So, in your opinion, rights are merely abstract concepts? I am curious as to how that does not leave rights as merely what society says they are (which, in my opinion, would mean they are privileges and not rights).
Yes, rights are abstract concepts. That doesn't mean they are unimportant, but I don't see them as fundamental or anything upon which to build a political philosophy. They may be left up to the whims of society (as often happens in a democracy) or left up to a monarch, dictator, oligarchy, corporations, state police, the military (as we see in Iraq).
So, the philosophy requires the notion of property rights to prop it up and is not built upon a foundation of property rights? Or am I misunderstanding?
Some political philosophies require property rights to be their fundamental starting point, but it is (in my opinion) an abstract point of origin.
Not that I agree with Thatcher's sentiment, but the idea of property rights as fundamental indicates to me that it was, to Thatcher, a building block and not a prop.
I'm not saying that it is a "prop," but there is no clear reason for it to be a starting point for one's political philosophy (or any philosophy). In fact the entire concept of rights as inalienable does not necessarily follow as an ideological starting point. To me, and again you asked me what I think, it smacks of utopianism.
Well you may not hold those truths as self-evident, but the people signed the document apparently did.
I don't disagree with that. Yet, the phrase "we find these truths to be self-evident" is the intellectual equivalent of "because I said so." There's no more inherent truth to the founding father's statement of these "truths" than to Louis XVI's belief that he inherited a divine right to be King and therefore impose his will upon the people of France. That was just as "self-evident" to the French monarchy and the aristocrats of Europe.
But you say these rights exist only in the here and now. Why? Recognizing them may be relatively recent in human history, but that doesn't mean they did not exist before John Locke or the seventeenth century or whatever marker you like of the beginning of the ideas of rights and natural law and all that jazz.
Because only then did the lower classes begin to fight for these "rights." Only in recent history did these abstract notions become reality through various means of overthrowing existing social order. In Britain it was through Parliament and the development of Trades Unions and the rise of the Liberal and Labour Parties. In the United States it was a long transition of the American Revolution, the Civil War, Civil Rights, etc. France had the French Revolution and numerous subsequent riots and revolutions including 1968. It is an ongoing process that is maleable and ever-changing, but not stale and constant as Locke or Madison insinuated.

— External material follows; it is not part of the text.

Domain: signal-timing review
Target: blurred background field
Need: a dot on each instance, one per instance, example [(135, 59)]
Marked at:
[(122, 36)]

I would certainly feel more comfortable responding to that if I had some clarification on what you mean. I think you've mentioned being Catholic before, and so I'm thinking this may be a point of semantic or possibly theological difference from what I am used to encountering in the Protestant side of Christianity. I think I know what you mean, but I would like to be sure.
It is reference to the one unpardonable sin. True, I drifted into theology, but we can be assured that this is constant and never-changing. Christ indicated that this sin is so grave as to be unpardonable, even in His supernatural mercy. Therefore we can assume that here there must be a choice, a "right" to decide whether to accept the Divine Paraclete or not.